How do I get a slug from a url?
Example:... com/page1/
In my case - page1 is a slug and I want to get it in a template for different operations

[snippsat]

Can eg use urlparse.

>>> from urllib.parse import urlparse
>>> 
>>> url = 'https://example.com/page1/'
>>> u = urlparse(url)
>>> u
ParseResult(scheme='https', netloc='example.com', path='/page1/', params='', query='', fragment='')
>>> u.path
'/page1/'
>>> 
>>> url = "https://www.allrecipes.com/recipe/79300/real-poutine?search=random/some-name/"
>>> u = urlparse(url)
>>> u
ParseResult(scheme='https', netloc='www.allrecipes.com', path='/recipe/79300/real-poutine', params='', query='search=random/some-name/', fragment='')
>>> u.path
'/recipe/79300/real-poutine'
>>> u.query
'search=random/some-name/'

[Stas43]

Thanks!!!

[Stas43]

Can eg use urlparse.
[python]>>> from urllib.parse import urlparse
>>>
.............

How do I embed this code in tempates?
I have a menu with links on my site.
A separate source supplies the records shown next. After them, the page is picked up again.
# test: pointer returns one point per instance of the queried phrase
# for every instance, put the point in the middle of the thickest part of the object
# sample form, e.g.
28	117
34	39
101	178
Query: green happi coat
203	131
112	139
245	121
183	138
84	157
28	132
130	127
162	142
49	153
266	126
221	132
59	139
I create links using get_absolute_url
When I follow the link, I call the view with the desired template. In this template, I need to find out: where I came from (i.e. slug!) (by slug I will find the menu item, menu parent and assign the necessary classes in the desired place of the menu)

Probably i can just pass to view everything that I need to disassemble in the template???
But I had not yet studied this moment. If this is more correct, then I will go this way.